Gönüllere Yayılan Bir Işık Kaynağı

Son kez gençlerle bir araya geldiğinde, onların arkasından bakarak şöyle dedi: “Bütün hayatımı onlar için yaşadım, kendim için asla…”

Bu sözler, belki de onun hayatının bir özetidir; bir nebze hissetmemiz için kalbinin derinliklerine bir pencere açıyor. Nasıl yaşadıysa, öylece ruhunun ufkuna yürüdü. Başkaları için yaşadı ve başkalarına da başkaları için yaşamayı öğretti.

Gençliğinde öğrencilerine değer veren, onlarla kelimelerin ötesinde bağ kuran bir muallimdi, bir rehberdi; onun dili hâliydi. Teheccüd vaktinde evlerine gider, sessizce kollarını sıvayıp temizlik yapardı. Günde sekiz saat ders verir, akşamlarını sohbetlerde geçirirdi. Mütevazı kulübeciğinde öğrencilerini ağırlardı. Öylesine nezaket doluydu ki öğrenciler, onun dinlenmeye ihtiyacı olduğunun bile farkına varmazdı.

Merak ediyor insan: Ne zaman uyurdu?
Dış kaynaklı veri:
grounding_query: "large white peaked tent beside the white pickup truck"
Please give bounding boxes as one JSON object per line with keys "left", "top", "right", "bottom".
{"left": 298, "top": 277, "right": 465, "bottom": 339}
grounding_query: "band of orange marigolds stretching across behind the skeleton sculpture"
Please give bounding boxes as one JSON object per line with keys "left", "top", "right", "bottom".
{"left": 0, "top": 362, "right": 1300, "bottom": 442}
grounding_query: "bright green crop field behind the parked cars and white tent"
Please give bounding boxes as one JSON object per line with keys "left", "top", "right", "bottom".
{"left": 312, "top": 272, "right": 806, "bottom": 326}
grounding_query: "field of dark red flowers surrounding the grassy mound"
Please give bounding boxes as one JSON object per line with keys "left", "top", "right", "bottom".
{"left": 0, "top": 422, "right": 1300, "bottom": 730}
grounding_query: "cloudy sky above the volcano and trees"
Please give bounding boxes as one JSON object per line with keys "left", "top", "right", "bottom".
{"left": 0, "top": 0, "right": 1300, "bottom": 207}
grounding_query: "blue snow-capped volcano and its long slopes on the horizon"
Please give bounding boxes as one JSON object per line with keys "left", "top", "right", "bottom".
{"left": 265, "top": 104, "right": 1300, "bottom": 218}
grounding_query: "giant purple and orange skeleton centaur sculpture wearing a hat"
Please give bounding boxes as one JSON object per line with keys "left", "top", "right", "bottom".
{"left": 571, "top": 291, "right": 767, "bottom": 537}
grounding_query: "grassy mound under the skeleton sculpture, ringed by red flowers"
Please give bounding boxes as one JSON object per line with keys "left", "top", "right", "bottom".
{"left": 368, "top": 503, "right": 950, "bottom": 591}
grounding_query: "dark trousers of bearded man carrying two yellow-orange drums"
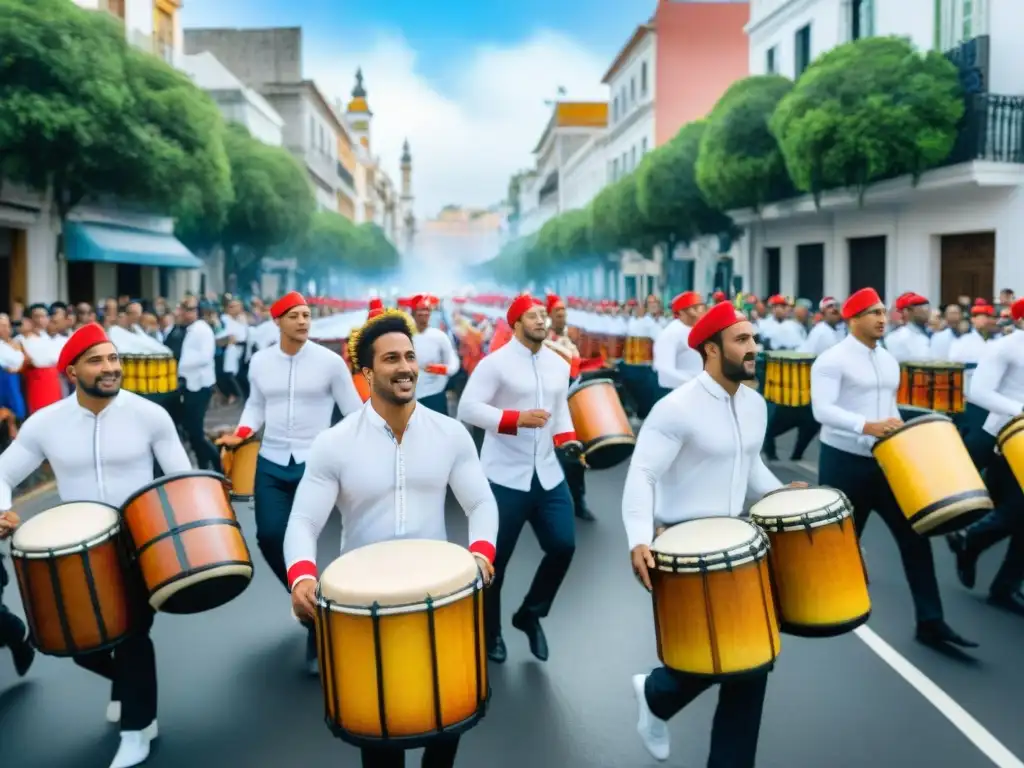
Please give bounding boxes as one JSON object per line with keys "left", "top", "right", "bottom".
{"left": 644, "top": 667, "right": 768, "bottom": 768}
Ne zaman yemek yerdi? Modern çağımızda pek çok kişinin yaptığı gibi, ne zaman kendisine zaman ayırırdı? Onun hayatı adanmışlıkla dokunmuş bir nakış gibiydi. Kendi ilgi alanlarına ya da keyfine odaklanmayı seçmedi; her zaman hazır ve tamamen Hizmet yolunda, Allah’a adanmış olarak yaşadı.

Onun yakınlarında yaşamak bana nasip olmadı; onunla yaptığım görüşmeleri toplasak bir gün bile etmez. Ama mirasıyla hayatımda hep var olduğunu hissediyorum. Çünkü bu mânâlarla dokunmuş bir hayat, ancak Hizmet Hareketi’nin ortaya çıkmasına vesile olabilir; binlerce öğrenci, 100 binlerce kayıt, 80’den fazla kitap ve sayısız Hizmet gönüllüsü…

O sadece vaaz vermedi; anlattıklarını yaşadı. Onun hayatı, minberlerden kalblere yayılan bir ışık kaynağıydı. Bu ışık, gözyaşı ve hasretle dolu sayısız gün ve gecenin feyizlerini taşıyordu.

Onun coşkusundan kalblerimize kıvılcımlar düştü; onun ruhundaki ateşte mefkûremizi bulduk.

Emaneti bize teslim etti. Bu Hizmet’teki her gayretimiz, onun mirasına yaptığımız mütevazı bir katkıdır.

O, yaptığımız her hizmette yaşıyor. Hocaefendim, sevgili hocam!